ONS data published on the number of households with more than one positive PCR is an indicator of infectious positives and can be used as a more accurate measure of total cases in the population. It correlates well with antibody levels suggesting it reflects not just infectiousness but also those infections which lead to protective immunity. The ONS’s own measures have reached incredibly high claims with well over 100% of the population having been infected by their incidence measure. Although unfortunate individuals have been infected more than once, these must outnumber people never infected for the ONS claim to be believable. ONS claims of prevalence include situations where individuals are never infectious, never symptomatic and do not develop protective immunity and consequently their estimates are overblown and do not reflect a useful measure of covid prevalence.

Appendix:

Methods for calculating ONS infectious positives

One thing the ONS can be praised for is their relative openness with their results and there is one datapoint they have published which can be used to estimate a measure of the numbers who have had infectious covid. Each week the ONS publishes the number of positive individuals in the survey but also the number of positive households.
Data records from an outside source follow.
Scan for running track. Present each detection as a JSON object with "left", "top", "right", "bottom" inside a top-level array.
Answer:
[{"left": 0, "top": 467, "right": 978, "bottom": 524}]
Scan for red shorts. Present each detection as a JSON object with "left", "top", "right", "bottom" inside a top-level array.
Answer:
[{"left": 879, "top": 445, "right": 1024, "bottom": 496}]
If we assume households are primarily made up of one or two people, then we can calculate the number of households with more than one positive person. This will be an overestimate because we have not accounted for households with multiple positive individuals.

Because the survey has expanded in size over time and to allow extrapolation to the whole population we need a denominator so a percentage of infectious households can be calculated. It is not reasonable to include all the tests done, as a proportion were in households with only one person, such that even if they were infectious there would be no way to measure that. The ONS have published that 30% of households in the country have only a single person. Assuming the ONS survey is representative we can adjust the number of tests done each week to exclude those carried out in single person households. The final measure is the proportion of positive test results in households with more than one person where there was evidence of transmission.